Wimborne Abbey
WIMBORNE ABBEY
Dorsetshire, England; founded c. 713, by King Ine's sister St. cuthberga, who had been trained by hildelide at barking abbey. In 748, boniface wrote to Abbess Tetta, sister and successor of Cuthberga, begging for nuns to aid him in the evangelization of Germany. Under the leadership of lioba, Boniface's learned cousin, 30 missionary nuns crossed to Mainz. These included St. thecla, future abbess of Kitzingen, and St. walburga, sister of SS. willibald of eichstÄtt and winnebald, and later abbess of Heidenheim, whose tomb at Eichstätt is famous to this day for its flow of miraculous oil. Lioba and her companions erected innumerable foundations throughout Germany. The abbey of Wimborne was destroyed probably by the Danes; even its site is unknown. Wimborne Minster, now the Anglican parish church, dates posssibly from the time of the Confessor who there established a house of secular canons.

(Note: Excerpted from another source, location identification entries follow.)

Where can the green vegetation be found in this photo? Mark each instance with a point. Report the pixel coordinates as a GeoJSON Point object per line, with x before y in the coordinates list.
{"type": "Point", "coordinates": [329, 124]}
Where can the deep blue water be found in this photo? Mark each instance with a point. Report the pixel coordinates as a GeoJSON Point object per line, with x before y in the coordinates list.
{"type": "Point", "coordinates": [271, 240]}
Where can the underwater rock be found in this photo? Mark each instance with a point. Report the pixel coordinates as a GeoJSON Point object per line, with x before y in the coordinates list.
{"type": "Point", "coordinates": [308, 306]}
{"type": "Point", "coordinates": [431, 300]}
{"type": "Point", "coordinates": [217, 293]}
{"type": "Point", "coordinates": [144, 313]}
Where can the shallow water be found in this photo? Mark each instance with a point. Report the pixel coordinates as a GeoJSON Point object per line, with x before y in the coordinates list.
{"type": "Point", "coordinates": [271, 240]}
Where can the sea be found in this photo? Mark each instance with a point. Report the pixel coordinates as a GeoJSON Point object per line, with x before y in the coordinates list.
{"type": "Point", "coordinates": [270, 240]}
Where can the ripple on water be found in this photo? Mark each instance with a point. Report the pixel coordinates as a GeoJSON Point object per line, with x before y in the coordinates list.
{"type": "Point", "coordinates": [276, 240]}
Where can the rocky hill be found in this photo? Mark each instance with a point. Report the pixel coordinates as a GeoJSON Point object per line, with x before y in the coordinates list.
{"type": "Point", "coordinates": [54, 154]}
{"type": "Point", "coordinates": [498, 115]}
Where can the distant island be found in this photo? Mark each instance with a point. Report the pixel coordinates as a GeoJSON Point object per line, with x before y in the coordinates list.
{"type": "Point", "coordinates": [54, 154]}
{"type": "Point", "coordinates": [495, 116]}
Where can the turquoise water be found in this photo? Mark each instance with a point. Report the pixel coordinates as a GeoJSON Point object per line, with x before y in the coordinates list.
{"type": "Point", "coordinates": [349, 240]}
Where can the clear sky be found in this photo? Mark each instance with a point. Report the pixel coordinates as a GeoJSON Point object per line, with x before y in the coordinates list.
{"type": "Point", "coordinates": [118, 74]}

Bibliography: w. dugdale, Monasticon Anglicanum (London 1655–73); best ed. by j. caley, et al., 6 v. (1817–30) 2:88– 89; 6.3:1452. l. h. cottineau, Répertoire topobibliographique des abbayes et prieurés, 2 v. (Mâcon 1935–39) 2:3457. d. knowles and r. n. hadcock, Medieval Religious Houses: England and Wales (New York 1953) 345.